Exactly solvable models for 2+1D topological phases derived from crossed modules of semisimple Hopf algebras

Abstract: We define an exactly solvable model for 2+1D topological phases of matter on a triangulated surface derived from a crossed module of semisimple finite-dimensional Hopf algebras, the `Hopf-algebraic higher Kitaev model'. This model generalizes both the Kitaev quantum double model for a semisimple Hopf algebra and the full higher Kitaev model derived from a 2-group, and can hence be interpreted as a Hopf-algebraic discrete higher gauge theory. We construct a family of crossed modules of semisimple Hopf algebras, $(\mathscr{F}{\mathbb{C}}(X) \otimes \mathbb{C}E \xrightarrow{\partial} \mathscr{F}{\mathbb{C}}(Y) \rtimes \mathbb{C} G, \triangleright)$, that depends on four finite groups, $E,G,X$ and $Y$. We calculate the ground-state spaces of the resulting model on a triangulated surface when $G=E={1}$ and when $Y={1}$, prove that those ground-state spaces are canonically independent of the triangulations, and so depend only on the underlying surface; and moreover we find a 2+1D TQFT whose state spaces on surfaces give the ground-state spaces. These TQFTs are particular cases of Quinn's finite total homotopy TQFT and hence the state spaces assigned to surfaces are free vector spaces on sets of homotopy classes of maps from a surface to homotopy finite spaces, in this case obtained as classifying spaces of finite groupoids and finite crossed modules of groupoids.

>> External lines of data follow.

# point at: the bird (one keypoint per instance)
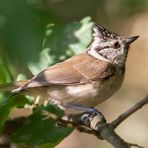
(84, 80)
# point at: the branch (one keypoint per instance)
(100, 129)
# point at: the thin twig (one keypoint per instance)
(129, 112)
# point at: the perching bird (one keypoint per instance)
(84, 80)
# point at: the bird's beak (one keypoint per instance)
(131, 39)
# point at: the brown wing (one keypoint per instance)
(79, 69)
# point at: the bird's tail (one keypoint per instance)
(12, 86)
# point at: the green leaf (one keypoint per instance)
(37, 131)
(62, 42)
(8, 104)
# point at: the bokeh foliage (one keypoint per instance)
(35, 34)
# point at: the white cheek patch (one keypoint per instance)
(95, 54)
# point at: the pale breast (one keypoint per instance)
(90, 94)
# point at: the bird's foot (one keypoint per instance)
(88, 116)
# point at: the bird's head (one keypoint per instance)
(108, 46)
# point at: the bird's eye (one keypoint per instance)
(116, 45)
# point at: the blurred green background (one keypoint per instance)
(35, 34)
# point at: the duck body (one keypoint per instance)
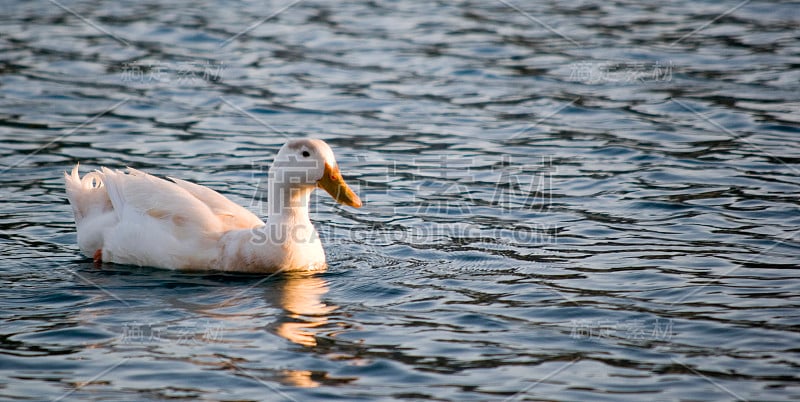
(139, 219)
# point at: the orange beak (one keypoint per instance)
(334, 184)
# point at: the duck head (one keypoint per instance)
(309, 163)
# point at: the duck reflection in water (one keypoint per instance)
(301, 300)
(304, 310)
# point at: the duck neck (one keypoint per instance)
(288, 203)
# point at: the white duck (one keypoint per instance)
(139, 219)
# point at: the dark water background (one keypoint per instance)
(563, 201)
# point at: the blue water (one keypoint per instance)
(583, 201)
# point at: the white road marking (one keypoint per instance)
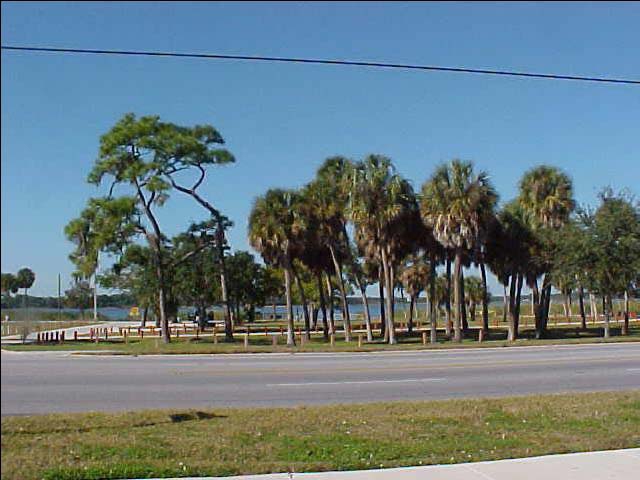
(355, 382)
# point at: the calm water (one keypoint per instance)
(120, 313)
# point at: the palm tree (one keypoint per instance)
(326, 201)
(273, 233)
(546, 199)
(362, 273)
(474, 291)
(25, 279)
(457, 204)
(378, 198)
(415, 276)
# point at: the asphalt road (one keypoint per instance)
(59, 382)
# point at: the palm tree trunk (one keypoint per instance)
(383, 316)
(505, 304)
(314, 316)
(485, 295)
(447, 303)
(392, 297)
(463, 304)
(291, 340)
(607, 315)
(346, 319)
(145, 313)
(305, 307)
(516, 323)
(323, 307)
(513, 334)
(594, 307)
(412, 304)
(432, 300)
(367, 314)
(389, 300)
(457, 286)
(95, 297)
(365, 306)
(626, 312)
(332, 323)
(583, 316)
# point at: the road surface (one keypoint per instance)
(60, 382)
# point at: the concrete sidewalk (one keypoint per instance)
(610, 465)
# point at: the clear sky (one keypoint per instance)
(282, 120)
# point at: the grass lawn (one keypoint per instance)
(175, 443)
(262, 344)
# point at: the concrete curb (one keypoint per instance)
(609, 464)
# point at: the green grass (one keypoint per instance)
(262, 344)
(336, 437)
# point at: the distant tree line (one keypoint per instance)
(357, 224)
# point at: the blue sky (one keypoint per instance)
(281, 120)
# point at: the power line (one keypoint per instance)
(318, 61)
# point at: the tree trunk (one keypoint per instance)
(513, 333)
(389, 299)
(432, 301)
(517, 306)
(367, 314)
(485, 298)
(332, 323)
(228, 326)
(594, 307)
(447, 303)
(383, 316)
(463, 304)
(583, 316)
(457, 270)
(305, 309)
(145, 313)
(626, 313)
(537, 309)
(505, 304)
(346, 318)
(95, 297)
(323, 307)
(156, 248)
(164, 321)
(291, 339)
(412, 304)
(606, 308)
(392, 296)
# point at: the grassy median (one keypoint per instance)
(174, 443)
(262, 344)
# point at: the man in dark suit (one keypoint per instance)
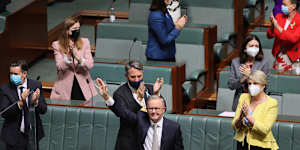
(133, 96)
(153, 131)
(17, 125)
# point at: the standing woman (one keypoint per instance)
(285, 27)
(251, 58)
(73, 62)
(255, 115)
(162, 32)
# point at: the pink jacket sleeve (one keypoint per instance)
(59, 58)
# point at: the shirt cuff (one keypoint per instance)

We leave it as an open problem whether the ground-state space of the Hopf-algebraic higher Kitaev model on a triangulated surface is independent of the triangulation for general crossed modules of semisimple Hopf algebras, whether a TQFT always exists whose state space on a surface gives the ground-state space of the model, and whether the ground-state space of the model obtained from $E,G,X,Y$ can always be given a homotopical explanation.